È arrivato il momento di rinunciare a dire “io”, ma anche di rinunciare a dire “altro”. Si dovrebbe cominciare a dire che “io” è anche “altro” e che “altro” è anche io. È quell’anche il solo in grado di gettare un ponte tra le diverse identità, tra le diverse fedi, tra le diverse civiltà. Sono anche musulmano. Sono anche migrante. Sono anche omosessuale.

Mi costerebbe più fatica dichiararmi anche un po’ di destra (Fausto Bertinotti, coraggiosamente, l’ha fatto) e ancora maggiore fatica confessarmi anche israeliano e anche americano (Bush è lì a ricordarmi, ogni volta che ci provo, l’ipocrisia dell’attuale politica americana). Potrei provarci, però. Mi potrei sforzare in nome della pace.

Ha detto Hans Neuenfels, il regista dell’Idomeneo censurato: «Poiché milioni di morti sono da mettere sul conto dei conflitti di religione, abolire tutte le religioni può essere una misura propedeutica alla pace». La frase, senz’altro un po’ ad effetto, rende però bene l’idea dei pericoli sottesi all’esclusività dell’amore portato verso un solo dio dalle grandi religioni monoteiste del pianeta: il cristianesimo, l’islamismo, l’ebraismo.

Ha senz’altro ragione l’antropologo Francesco Remotti (Contro l’identità, Roma-Bari, Laterza, 20053): la pretesa di unicità può portare acqua al mulino dello scontro e dell’intolleranza.

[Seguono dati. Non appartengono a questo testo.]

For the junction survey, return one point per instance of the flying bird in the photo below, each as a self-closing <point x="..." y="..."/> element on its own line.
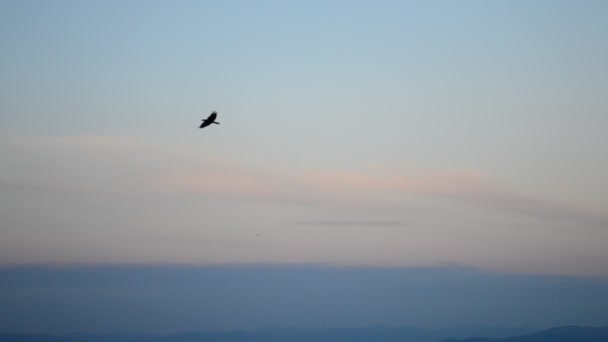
<point x="208" y="121"/>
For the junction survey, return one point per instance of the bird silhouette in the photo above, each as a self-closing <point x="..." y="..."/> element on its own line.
<point x="208" y="121"/>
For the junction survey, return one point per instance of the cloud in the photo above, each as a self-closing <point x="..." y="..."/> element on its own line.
<point x="350" y="223"/>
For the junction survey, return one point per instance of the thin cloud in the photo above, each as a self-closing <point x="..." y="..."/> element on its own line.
<point x="349" y="223"/>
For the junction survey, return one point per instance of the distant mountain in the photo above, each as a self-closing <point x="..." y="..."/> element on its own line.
<point x="37" y="338"/>
<point x="559" y="334"/>
<point x="376" y="333"/>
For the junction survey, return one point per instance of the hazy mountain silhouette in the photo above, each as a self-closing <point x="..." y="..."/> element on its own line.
<point x="373" y="333"/>
<point x="559" y="334"/>
<point x="377" y="333"/>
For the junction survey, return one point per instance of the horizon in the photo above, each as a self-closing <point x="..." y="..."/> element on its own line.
<point x="385" y="136"/>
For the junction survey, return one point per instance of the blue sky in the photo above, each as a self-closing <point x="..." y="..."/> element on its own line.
<point x="173" y="298"/>
<point x="387" y="133"/>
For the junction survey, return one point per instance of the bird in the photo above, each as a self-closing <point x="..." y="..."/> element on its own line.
<point x="208" y="121"/>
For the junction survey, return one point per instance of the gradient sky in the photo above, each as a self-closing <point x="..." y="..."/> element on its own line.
<point x="379" y="133"/>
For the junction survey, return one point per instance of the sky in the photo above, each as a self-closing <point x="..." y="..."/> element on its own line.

Forse mai come in questi ultimi tempi mi è apparso chiaro che è arrivato davvero il momento di dichiararci pronti a fare tutti insieme uno sforzo nella direzione dell’incontro (che è altro dalla ipocrita, e abusatissima, tolleranza reciproca) tra le diverse fedi, le diverse culture, le diverse identità. In nome di una pacifica, serena, autentica convivenza.